The old man suggested that the young lad should go outside to put some straw in a hole in the wall, as it was letting in the wind. The lad stepped out into the dusk, glad to be away from the prickly atmosphere inside. There was indeed a strong wind and, when he looked out to the sea, he saw that a ship was being driven dangerously close to the rocks. The boy ran down to the shore and found a small boat. He pushed it out, and began to row towards the ship in distress, but the gale caught hold of his little vessel and dragged him out to the sea, past Colonsay, Jura and Islay, and over to the north coast of Ireland. 
The young man was cast up in the mouth of a creek, near to a cottage that was on a hill above the shore. When he enquired at the cottage, he found an old woman and a young girl living there. The old woman’s husband, the father of the girl, had died a few weeks before. He had been a fisherman, and now his boat was idle. The lad from Mull got on well with the old woman, and particularly well with the girl. He knew how to fish too, and so it seemed sensible for him to stay there, marry the daughter, and take over the management of the boat.
He did as he decided. The young couple made a good partnership, and it wasn’t so long before their first child was born. Quite quickly they had three more children, and the house became filled with the sounds of a happy family, working and playing and eating together. Then one evening the Mull man was out fishing when a great storm rose up, and his boat was blown back over the sea, past Islay, Jura, and Colonsay, to the very place in Mull that he had left all those years before. 
To his great astonishment, when he climbed the hill, there was still the gathering above the beach. When he came back, the same band of men and boys, sitting in just the same places, and none of them looking a year, or even a day older. The oldest man asked where he had been, and the young man told about the storm, the voyage to Ireland, his wife and four children. 

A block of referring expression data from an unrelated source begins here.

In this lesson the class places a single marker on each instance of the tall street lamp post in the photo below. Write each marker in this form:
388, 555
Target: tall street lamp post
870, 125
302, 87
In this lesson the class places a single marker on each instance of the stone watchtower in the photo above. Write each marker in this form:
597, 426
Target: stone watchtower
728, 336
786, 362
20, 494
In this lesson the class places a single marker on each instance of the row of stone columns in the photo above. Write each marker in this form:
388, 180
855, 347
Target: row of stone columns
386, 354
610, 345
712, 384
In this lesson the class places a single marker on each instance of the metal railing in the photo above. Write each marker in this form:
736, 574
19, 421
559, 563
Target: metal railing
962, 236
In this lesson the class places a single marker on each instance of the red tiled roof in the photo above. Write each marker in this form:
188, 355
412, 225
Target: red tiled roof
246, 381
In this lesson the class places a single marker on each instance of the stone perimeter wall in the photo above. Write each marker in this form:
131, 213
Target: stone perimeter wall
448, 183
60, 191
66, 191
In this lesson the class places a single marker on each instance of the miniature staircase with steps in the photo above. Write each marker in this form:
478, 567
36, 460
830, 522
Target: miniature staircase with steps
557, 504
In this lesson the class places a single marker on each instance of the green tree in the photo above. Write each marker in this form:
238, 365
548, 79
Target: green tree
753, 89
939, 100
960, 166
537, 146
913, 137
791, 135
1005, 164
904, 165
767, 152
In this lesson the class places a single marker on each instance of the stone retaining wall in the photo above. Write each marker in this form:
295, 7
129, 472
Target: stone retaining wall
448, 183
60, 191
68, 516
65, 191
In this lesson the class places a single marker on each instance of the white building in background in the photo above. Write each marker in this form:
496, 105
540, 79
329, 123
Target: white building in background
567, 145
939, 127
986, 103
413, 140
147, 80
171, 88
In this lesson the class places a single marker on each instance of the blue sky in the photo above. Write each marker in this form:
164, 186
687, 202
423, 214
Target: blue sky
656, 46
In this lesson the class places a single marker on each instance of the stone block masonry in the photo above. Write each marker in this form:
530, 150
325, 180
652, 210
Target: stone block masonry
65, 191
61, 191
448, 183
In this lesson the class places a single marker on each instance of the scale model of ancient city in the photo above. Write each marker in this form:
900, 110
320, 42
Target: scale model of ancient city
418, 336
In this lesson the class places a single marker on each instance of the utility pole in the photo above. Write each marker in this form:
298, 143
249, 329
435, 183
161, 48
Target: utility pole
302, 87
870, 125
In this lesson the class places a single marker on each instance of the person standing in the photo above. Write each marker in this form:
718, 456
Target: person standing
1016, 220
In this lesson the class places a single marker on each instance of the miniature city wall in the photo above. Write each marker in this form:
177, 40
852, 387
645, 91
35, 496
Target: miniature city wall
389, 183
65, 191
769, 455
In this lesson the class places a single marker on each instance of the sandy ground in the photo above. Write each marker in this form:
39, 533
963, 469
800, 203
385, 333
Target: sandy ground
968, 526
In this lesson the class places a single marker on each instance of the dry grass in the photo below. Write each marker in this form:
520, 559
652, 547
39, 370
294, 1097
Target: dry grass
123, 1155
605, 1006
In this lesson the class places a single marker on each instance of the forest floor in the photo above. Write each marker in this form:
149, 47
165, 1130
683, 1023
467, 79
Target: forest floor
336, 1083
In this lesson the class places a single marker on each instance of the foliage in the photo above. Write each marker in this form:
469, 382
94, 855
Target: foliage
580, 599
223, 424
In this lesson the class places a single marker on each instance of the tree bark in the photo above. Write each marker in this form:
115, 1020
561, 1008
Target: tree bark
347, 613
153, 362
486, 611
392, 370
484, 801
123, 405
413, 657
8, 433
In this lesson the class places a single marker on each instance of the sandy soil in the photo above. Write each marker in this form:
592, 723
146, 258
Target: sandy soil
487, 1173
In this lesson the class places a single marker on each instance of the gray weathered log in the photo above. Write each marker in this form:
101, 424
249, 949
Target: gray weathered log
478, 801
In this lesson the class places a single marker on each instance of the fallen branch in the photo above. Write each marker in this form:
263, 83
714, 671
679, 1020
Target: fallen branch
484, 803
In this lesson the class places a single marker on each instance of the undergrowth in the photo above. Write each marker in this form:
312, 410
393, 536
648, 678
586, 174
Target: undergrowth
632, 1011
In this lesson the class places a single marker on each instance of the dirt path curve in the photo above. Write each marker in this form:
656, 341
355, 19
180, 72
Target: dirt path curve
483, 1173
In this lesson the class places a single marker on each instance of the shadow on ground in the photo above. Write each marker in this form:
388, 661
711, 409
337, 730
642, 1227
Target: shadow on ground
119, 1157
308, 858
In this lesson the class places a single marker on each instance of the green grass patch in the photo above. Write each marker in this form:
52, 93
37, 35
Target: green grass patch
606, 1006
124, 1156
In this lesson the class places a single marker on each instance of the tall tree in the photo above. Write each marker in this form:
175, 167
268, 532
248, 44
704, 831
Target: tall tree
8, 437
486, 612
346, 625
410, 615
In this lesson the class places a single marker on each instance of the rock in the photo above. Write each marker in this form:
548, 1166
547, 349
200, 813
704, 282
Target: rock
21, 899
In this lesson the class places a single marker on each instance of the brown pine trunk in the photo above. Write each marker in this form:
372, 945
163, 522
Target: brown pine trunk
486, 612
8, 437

‘Well, at last you have a story to tell,’ said the man. The others started to laugh, but the old man hushed them, saying that the lad had been under a spell, and that his experiences had all been a vision conjured up by magic. That may have been true, but it didn’t stop him mourning the wife and children who were as real to him as if they’d been flesh and blood. People say that the old man was a master of the black art, and was himself responsible for the young man’s vision, but that surely is an old wives’ tale.